By law, counties have three days to mail absentee ballots after voters apply for them, meaning the last ones should have been sent by Oct. 28. The U.S. Postal Service has said it received some Cobb ballots as late as the Saturday before Election day — five days after the deadline.
That posed a problem for the affected voters. Under Georgia law, absentee votes aren’t supposed to count if they arrive after the polls close on Election Day, so they had scant time to make their choices and send their ballots back.
To account for the delay, Cobb sent ballots via UPS overnight and USPS Express Mail, and it paid for express return labels.
Fall said some 79% of the voters impacted by absentee delays ultimately managed to have their votes counted, even though fewer than half of the affected ballots were returned before the normal Election Day deadline.
Nearly 600 of the voters turned out to the polls and voted in person instead, Fall said, and a Cobb superior court judge ruled that hundreds more ballots that arrived later in the week would still count.
The 431 late-arriving ballots threatened to be a flashpoint in the legal battles over Georgia’s election results.
After a group of voters represented by the American Civil Liberties Union and Southern Poverty Law Center successfully sued to extend the deadline, the Georgia Republican Party and Republican National Committee asked the state Supreme Court to enforce the original Election Day cutoff. Cobb has become an increasingly reliable stronghold for Democrats in recent elections, and nearly 57% of Cobb voters supported Vice President Kamala Harris this year.
The Republican groups dropped their challenge the day after statewide results showed a decisive win for President-elect Donald Trump in Georgia, allowing the contested ballots to be counted.
Fall, who became election director last December, said the Cobb elections office would take steps to make its vote-by-mail operation more efficient in the future. The county couldn’t keep up with the rush of last-minute absentee applications, she said, even though Cobb’s vote-by-mail processing center was fully staffed in the run-up to the election.

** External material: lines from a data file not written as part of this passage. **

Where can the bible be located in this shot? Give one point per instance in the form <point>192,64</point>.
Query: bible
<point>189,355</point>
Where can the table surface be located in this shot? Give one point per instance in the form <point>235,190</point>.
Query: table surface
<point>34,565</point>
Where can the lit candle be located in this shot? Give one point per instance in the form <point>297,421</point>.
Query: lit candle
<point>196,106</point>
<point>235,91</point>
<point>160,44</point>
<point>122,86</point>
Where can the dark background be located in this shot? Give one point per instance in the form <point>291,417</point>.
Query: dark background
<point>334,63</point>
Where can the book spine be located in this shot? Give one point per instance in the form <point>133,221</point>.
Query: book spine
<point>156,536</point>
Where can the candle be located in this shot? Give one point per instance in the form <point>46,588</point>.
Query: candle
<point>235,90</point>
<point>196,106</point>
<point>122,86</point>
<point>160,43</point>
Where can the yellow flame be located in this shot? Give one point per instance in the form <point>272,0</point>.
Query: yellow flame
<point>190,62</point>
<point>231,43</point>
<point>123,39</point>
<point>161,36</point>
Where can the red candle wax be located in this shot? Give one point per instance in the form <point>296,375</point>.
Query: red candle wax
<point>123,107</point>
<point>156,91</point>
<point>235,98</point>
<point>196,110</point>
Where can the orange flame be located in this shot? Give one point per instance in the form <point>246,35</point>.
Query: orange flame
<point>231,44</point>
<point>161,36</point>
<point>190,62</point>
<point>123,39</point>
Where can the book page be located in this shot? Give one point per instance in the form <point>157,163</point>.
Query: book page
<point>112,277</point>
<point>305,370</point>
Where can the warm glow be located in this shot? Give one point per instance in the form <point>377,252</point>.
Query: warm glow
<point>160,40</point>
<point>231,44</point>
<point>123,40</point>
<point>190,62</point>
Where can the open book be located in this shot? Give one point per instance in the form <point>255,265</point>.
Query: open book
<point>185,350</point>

That’s partly because some workers were fielding questions from callers rather than processing applications, Fall said. To keep them freed up, she planned to assemble a call center for future elections.
And she said Cobb officials hoped to glean insights from how other counties process absentee applications. For instance, she said, they have been visiting counties with runoff elections to see how their processes work and asking officials in other areas for advice.
The goal, Fall said, is to “completely rebuild our process to ensure this doesn’t happen again.”